In 2013, Social Security Checks No Longer In The Mail
Starting next year, the check will no longer be in the mail for millions of people who receive Social Security and other government benefits.
The federal government issues 73 million payments a month, but is phasing out paper checks for all benefit programs. So beneficiaries will have to get payments electronically, either through direct deposit or a debit card for those without a bank account.
The changes will affect people who receive Social Security, veterans' benefits, railroad pensions and federal disability payments.
Tax refunds are exempt, but the Internal Revenue Service encourages taxpayers to get refunds electronically by processing those refunds faster than paper checks.

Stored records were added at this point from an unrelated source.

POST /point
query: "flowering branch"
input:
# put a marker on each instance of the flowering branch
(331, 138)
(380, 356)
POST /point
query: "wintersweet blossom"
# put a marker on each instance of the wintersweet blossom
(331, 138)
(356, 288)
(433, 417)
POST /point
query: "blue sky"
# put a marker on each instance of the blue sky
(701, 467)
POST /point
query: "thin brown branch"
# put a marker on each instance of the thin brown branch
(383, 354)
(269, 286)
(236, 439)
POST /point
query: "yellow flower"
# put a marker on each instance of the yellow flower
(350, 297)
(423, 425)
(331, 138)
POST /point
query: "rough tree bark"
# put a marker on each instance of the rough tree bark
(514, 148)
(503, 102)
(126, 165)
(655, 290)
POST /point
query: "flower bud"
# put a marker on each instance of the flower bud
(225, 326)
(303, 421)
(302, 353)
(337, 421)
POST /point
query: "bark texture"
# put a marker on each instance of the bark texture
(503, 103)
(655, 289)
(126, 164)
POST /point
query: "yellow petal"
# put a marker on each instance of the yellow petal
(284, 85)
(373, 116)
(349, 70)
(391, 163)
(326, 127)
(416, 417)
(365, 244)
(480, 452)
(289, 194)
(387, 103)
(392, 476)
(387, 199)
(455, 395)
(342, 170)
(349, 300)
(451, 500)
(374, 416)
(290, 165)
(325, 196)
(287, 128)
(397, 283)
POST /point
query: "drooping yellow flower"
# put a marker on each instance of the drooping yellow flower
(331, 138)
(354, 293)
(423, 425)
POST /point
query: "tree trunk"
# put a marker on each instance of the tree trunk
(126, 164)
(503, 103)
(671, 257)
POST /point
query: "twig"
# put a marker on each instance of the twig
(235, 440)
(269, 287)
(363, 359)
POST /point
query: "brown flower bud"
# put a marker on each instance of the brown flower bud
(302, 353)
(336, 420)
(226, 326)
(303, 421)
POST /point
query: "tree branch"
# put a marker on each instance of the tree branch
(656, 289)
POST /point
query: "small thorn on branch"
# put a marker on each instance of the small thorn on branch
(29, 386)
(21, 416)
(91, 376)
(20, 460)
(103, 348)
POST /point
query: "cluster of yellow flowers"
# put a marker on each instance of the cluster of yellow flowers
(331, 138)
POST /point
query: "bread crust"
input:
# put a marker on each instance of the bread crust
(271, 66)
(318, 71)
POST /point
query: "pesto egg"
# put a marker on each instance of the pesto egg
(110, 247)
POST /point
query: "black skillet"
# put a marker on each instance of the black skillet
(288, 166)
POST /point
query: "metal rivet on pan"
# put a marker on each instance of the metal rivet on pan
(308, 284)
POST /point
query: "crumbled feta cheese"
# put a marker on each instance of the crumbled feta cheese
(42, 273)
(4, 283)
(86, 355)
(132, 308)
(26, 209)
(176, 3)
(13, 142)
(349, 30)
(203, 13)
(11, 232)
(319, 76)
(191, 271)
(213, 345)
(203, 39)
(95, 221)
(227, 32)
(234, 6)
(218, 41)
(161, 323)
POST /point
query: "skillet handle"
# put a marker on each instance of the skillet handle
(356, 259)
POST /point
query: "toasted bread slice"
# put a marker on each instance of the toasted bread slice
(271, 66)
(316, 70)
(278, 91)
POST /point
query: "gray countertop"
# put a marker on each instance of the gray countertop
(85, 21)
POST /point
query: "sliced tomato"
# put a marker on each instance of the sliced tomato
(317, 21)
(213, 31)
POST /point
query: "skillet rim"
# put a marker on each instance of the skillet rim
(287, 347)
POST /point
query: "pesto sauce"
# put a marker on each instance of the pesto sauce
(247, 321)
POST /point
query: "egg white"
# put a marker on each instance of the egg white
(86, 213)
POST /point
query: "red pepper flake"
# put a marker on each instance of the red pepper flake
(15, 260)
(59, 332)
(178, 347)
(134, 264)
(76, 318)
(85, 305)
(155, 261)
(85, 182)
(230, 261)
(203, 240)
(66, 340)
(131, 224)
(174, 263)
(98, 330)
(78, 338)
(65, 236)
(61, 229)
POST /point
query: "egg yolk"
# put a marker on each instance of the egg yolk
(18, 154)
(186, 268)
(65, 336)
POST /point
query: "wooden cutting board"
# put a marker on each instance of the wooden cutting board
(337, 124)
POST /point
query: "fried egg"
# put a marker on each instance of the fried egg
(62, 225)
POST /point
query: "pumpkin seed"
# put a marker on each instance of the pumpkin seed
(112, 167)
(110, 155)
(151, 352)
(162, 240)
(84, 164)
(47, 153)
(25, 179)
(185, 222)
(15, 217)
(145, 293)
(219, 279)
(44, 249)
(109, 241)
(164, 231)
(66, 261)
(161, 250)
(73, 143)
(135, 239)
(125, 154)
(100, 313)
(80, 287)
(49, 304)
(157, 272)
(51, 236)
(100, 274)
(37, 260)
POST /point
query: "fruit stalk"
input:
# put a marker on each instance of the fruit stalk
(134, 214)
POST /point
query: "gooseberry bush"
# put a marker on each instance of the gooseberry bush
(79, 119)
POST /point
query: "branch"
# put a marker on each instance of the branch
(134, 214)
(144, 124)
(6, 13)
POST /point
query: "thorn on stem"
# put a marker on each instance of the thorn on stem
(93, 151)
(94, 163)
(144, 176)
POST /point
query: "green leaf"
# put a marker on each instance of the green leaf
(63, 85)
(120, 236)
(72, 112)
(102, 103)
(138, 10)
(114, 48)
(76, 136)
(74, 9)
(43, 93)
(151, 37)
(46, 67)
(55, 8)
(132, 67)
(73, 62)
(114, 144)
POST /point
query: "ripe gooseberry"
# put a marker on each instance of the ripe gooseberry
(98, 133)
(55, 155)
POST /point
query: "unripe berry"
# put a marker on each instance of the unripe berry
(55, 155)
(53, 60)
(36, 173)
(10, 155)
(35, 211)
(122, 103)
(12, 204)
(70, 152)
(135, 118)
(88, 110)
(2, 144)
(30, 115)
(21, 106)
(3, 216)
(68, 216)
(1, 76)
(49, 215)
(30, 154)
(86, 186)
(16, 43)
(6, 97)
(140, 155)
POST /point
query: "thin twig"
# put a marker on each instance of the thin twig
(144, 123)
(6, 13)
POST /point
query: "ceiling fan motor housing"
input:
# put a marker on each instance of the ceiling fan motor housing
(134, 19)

How the changes in delivering Social Security and other government benefits will work:
--Starting last year, new beneficiaries were required to electronically receive Social Security, veterans' benefits, railroad pensions and federal disability payments.
--By March 1, 2013, nearly everyone will be required to receive their payments electronically, mainly through direct deposit into a bank account.
--Those without bank accounts will be issued a Direct Express debit card, which will receive payments and can be used for purchases at retail stores and for cash withdrawals at ATMs.
--There will be no fees for debit card purchases but there will be fees for some ATM transactions.
--Beneficiaries who are age 90 or older won't be required to make the change. Others can apply for a hardship waiver but they will be granted only in "extreme, rare circumstances."
--The federal government issues 73 million benefit payments a month. About 90 percent of the payments already are done electronically, so about 7 million people will have to make the switch.